Victoria, Labuan Island

Place Asia: Malaysia, Labuan
Accession Number ART29343
Collection type Art
Measurement Overall: 46 cm x 62.5 cm; framed: 58.5 cm x 75.5 cm
Object type Painting
Physical description oil on cardboard
Maker Pidgeon, William Edwin (WEP)
Place made Australia: New South Wales, Sydney
Date made 1945
Conflict Second World War, 1939-1945
Copyright

Item copyright: AWM Licensed copyright

Description

On his last assignment as war correspondent Wep was sent to Borneo. This painting depicts Victoria Town, Labuan Island. Visible are some damaged buoys and the only two buildings and a clock tower to survive the bombing and shelling of the town leading up the landing of the 24th Brigade and the 2/32 Battalion who captured the town in June 1945. Two soldiers are sitting in the lower right and an army ambulance and jeep are depicted in the centre left. Writing for the Australian Women's Weekly of his travels in Borneo Wep commented ' One can only guess what must have been the beauty of this pre-bombardment Victoria Town on Labuan Island. The fragments of pale blue plastered walls, the heaps of bright red bricks and tiles, the remains of Chinese architectural devices, the broken retaining walls of the canal behind the shops, the gaunt and shattered trees, the only two surviving buildings, the isolated clock tower, an aloof and well proportioned symbol of the town, remain to testify to its one time charm.

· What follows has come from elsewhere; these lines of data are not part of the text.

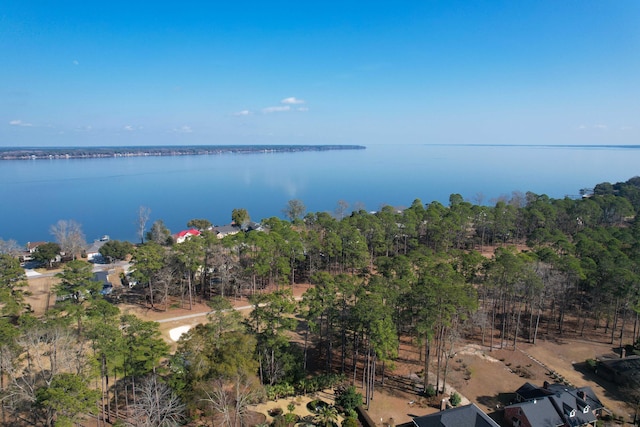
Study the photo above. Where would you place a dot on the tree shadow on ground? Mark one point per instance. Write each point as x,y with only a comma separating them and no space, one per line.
611,390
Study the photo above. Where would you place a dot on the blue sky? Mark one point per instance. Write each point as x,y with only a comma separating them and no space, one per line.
82,73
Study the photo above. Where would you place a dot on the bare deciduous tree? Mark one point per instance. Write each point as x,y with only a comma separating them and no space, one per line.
69,235
156,405
229,400
143,217
9,247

What is left is just a ghost...' This painting was reproduced in a feature on Borneo and Morotai in 'the Australian Women's Weekly', 3 November 1945. William Edwin Pidgeon (1909-1981) was a painter, cartoonist, illustrator and newspaper critic. Working with Consolidated Press, he was appointed a war correspondent and artist in 1943. He became renowned for his cartoons signed with his initials, 'WEP'. During the Second World War many of his illustrations were published in the 'Australian Women's Weekly' and on the cover of the magazine. His humorous works conveyed the lives, personalities and conditions under which Australian troops served in Darwin, New Guinea and Borneo. During the Second World War he also contributed cartoons to the Army periodical, SALT. After the war he continued to provide illustrations for books during the 1950s, but mainly concentrated on portrait painting. He won the Archibald Prize in 1958, 1961 and again in 1968 for a portrait of fellow artist Lloyd Rees. From 1974-79 he served as the art critic for the 'Sunday Telegraph' newspaper.